Por Tatiana Santos
Os problemas com herança e divisão de bens de parentes falecidos estão entre as maiores causas de brigas familiares. Em Itabira, dúvidas sobre casas de família, “puxadinhos” construídos em terrenos divididos e falta de inventário geram muitos conflitos que poderiam ser evitados com a orientação jurídica correta.
Um dos maiores mitos da população é achar que perdeu o direito aos bens porque os pais faleceram há muitos anos e a família nunca fez o inventário. Na verdade, a legislação brasileira prevê que os bens do falecido passam automaticamente para os herdeiros no exato momento da morte.

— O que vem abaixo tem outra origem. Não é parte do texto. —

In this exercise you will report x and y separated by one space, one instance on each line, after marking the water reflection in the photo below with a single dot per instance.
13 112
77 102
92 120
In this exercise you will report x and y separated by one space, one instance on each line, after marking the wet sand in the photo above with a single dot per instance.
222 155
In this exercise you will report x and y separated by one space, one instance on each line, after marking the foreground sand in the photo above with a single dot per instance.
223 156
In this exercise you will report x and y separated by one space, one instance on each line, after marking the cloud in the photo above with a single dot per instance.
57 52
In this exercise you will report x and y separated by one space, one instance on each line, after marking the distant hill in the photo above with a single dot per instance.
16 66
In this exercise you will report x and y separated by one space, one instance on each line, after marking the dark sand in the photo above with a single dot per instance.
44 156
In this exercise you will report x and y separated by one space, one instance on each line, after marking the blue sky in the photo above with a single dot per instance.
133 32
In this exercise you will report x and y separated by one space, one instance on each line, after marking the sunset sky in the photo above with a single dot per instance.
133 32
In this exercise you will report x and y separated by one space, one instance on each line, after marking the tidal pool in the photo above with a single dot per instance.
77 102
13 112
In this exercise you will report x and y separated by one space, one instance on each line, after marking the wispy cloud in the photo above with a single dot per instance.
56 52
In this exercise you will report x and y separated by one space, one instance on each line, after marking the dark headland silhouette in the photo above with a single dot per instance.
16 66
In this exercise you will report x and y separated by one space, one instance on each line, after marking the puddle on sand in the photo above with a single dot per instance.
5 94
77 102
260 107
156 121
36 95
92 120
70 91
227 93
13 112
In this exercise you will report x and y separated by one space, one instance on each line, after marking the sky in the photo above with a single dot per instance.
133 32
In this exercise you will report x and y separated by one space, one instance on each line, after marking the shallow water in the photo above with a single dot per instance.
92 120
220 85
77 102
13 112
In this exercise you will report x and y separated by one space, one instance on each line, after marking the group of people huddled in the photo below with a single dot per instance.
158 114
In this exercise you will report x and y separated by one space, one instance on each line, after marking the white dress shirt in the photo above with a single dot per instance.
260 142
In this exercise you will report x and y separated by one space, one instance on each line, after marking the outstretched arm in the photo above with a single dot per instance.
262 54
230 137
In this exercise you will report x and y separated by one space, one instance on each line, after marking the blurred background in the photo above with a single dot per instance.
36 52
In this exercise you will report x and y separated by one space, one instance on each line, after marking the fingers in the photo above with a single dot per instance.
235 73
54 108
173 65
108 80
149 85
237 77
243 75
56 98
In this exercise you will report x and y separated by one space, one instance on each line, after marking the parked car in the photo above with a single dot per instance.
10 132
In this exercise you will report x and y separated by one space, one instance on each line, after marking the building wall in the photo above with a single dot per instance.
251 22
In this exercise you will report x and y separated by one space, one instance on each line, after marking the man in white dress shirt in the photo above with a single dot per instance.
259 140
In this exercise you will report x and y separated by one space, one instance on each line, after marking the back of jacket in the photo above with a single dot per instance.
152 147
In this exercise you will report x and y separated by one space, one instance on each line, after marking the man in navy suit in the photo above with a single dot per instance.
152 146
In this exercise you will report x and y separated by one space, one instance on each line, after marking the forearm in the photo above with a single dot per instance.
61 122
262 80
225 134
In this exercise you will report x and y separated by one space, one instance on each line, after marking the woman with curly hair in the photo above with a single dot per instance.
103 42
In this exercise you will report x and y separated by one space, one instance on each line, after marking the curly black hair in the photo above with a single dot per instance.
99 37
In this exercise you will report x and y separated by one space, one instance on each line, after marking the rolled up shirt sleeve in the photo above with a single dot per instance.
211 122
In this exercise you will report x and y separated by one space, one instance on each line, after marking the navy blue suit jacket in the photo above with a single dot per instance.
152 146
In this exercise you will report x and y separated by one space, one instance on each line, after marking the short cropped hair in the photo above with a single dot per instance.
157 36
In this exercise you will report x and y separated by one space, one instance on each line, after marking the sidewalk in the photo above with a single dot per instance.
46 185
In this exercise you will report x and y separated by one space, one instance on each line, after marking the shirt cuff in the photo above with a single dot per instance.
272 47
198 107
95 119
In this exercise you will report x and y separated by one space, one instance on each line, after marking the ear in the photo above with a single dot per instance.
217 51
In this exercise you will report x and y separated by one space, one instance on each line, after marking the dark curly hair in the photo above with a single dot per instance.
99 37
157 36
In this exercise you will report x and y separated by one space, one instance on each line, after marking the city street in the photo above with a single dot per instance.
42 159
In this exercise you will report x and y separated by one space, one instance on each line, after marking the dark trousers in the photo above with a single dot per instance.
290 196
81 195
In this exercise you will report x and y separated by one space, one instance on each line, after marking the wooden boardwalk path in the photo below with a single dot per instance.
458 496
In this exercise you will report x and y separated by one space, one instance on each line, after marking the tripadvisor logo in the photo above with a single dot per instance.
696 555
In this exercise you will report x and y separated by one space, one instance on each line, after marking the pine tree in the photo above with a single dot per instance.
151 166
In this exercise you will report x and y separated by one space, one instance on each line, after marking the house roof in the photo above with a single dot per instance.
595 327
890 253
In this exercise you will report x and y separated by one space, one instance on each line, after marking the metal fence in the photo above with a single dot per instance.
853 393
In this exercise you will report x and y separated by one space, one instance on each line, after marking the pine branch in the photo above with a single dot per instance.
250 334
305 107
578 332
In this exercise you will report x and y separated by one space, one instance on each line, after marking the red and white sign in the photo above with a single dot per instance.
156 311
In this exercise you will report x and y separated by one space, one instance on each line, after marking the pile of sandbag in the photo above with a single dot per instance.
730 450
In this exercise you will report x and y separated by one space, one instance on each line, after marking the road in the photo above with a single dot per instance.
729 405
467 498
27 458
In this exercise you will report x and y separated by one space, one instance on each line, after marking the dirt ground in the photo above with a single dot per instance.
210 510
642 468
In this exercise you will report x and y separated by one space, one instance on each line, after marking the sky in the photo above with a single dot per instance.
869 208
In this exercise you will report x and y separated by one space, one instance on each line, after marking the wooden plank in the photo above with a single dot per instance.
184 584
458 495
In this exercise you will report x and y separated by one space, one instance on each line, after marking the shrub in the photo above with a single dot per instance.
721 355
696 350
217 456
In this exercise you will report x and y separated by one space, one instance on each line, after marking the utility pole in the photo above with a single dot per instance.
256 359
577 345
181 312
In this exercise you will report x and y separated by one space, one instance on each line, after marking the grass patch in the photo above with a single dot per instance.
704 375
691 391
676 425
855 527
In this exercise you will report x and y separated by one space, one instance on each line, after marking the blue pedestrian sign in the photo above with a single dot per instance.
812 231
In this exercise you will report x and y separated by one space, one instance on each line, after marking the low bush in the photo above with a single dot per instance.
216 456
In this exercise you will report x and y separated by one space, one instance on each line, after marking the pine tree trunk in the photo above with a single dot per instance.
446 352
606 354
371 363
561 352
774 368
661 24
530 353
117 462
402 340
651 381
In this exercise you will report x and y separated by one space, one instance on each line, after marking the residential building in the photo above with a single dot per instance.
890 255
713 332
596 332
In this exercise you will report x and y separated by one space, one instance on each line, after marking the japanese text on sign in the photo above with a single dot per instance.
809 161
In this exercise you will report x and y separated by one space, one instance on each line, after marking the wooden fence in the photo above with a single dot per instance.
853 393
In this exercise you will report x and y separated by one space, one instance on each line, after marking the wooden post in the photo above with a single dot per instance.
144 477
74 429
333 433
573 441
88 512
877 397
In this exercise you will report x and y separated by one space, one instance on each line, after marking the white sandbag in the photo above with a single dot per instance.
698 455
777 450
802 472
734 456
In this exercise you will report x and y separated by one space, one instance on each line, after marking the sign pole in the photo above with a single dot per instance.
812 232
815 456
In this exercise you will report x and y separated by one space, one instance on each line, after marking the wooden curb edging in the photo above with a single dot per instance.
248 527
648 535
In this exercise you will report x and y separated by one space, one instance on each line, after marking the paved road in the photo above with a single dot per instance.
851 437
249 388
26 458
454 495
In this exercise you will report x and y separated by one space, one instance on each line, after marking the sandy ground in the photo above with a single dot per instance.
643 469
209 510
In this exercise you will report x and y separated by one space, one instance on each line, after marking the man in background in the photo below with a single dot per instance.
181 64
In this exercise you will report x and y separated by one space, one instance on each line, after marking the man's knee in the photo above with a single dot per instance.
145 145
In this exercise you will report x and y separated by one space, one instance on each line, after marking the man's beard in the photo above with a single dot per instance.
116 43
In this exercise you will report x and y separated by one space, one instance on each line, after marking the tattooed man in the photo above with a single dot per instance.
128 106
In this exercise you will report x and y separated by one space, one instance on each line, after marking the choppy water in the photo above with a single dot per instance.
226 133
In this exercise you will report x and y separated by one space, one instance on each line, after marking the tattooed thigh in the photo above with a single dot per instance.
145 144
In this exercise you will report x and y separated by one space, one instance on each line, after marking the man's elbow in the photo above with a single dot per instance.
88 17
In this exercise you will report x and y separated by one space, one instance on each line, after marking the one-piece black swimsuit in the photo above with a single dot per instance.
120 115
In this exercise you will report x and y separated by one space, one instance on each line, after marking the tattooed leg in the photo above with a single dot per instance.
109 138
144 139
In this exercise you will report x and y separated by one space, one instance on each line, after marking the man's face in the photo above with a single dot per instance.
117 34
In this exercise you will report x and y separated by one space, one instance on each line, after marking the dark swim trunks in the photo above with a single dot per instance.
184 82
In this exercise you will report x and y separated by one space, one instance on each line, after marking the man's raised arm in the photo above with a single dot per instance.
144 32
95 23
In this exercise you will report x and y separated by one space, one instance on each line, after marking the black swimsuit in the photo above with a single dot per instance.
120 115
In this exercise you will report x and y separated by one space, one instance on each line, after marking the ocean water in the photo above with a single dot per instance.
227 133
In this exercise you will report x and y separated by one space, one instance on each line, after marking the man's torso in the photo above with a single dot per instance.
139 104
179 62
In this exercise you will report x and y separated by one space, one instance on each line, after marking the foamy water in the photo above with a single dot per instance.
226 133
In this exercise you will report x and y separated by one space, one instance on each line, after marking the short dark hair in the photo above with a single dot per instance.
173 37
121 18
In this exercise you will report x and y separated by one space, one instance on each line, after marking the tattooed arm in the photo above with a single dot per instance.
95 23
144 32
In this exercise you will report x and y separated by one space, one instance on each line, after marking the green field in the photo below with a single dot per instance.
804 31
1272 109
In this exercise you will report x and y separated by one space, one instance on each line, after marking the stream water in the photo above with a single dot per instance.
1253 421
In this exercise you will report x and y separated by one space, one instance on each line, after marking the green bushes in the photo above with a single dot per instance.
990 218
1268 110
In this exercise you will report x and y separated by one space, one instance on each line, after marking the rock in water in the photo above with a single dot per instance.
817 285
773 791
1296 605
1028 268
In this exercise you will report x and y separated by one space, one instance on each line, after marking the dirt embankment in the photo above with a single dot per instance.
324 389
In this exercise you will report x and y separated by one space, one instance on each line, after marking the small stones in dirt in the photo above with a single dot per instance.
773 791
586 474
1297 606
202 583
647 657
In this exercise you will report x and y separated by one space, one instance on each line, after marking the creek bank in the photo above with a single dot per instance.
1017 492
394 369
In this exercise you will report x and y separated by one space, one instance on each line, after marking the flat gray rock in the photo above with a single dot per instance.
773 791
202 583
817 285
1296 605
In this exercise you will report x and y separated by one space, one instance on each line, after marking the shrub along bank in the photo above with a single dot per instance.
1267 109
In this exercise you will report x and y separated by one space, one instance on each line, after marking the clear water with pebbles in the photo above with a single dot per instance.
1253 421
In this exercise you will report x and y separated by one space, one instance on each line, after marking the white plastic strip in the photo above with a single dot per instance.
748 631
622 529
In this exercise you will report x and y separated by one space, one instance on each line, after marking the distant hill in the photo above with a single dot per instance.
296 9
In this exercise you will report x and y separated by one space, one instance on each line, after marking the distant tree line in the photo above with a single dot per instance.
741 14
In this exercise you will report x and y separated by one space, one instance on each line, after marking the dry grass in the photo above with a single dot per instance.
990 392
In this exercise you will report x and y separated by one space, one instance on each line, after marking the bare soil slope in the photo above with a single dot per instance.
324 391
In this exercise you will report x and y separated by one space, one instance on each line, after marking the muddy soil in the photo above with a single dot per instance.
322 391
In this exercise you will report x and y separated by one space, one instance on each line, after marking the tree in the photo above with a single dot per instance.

O inventário serve apenas para oficializar essa transferência nos cartórios.
De acordo com o advogado e coordenador curso de Direito da Funcesi e do Serviço de Assistência Judiciária (SAJ), Alexandre Pires Duarte, o fato de o inventário não ter sido feito logo após a morte não significa que os herdeiros perderam automaticamente seus direitos. “É um princípio que traz uma ficção mesmo jurídica no sentido de que no momento exato da morte daquela pessoa os bens automaticamente transferiram aos herdeiros”, explica. O advogado também destaca que o inventário é importante para regularizar os bens deixados pela pessoa falecida. A situação pode envolver imóveis, veículos e outros patrimônios e cada caso precisa ser analisado de forma individual.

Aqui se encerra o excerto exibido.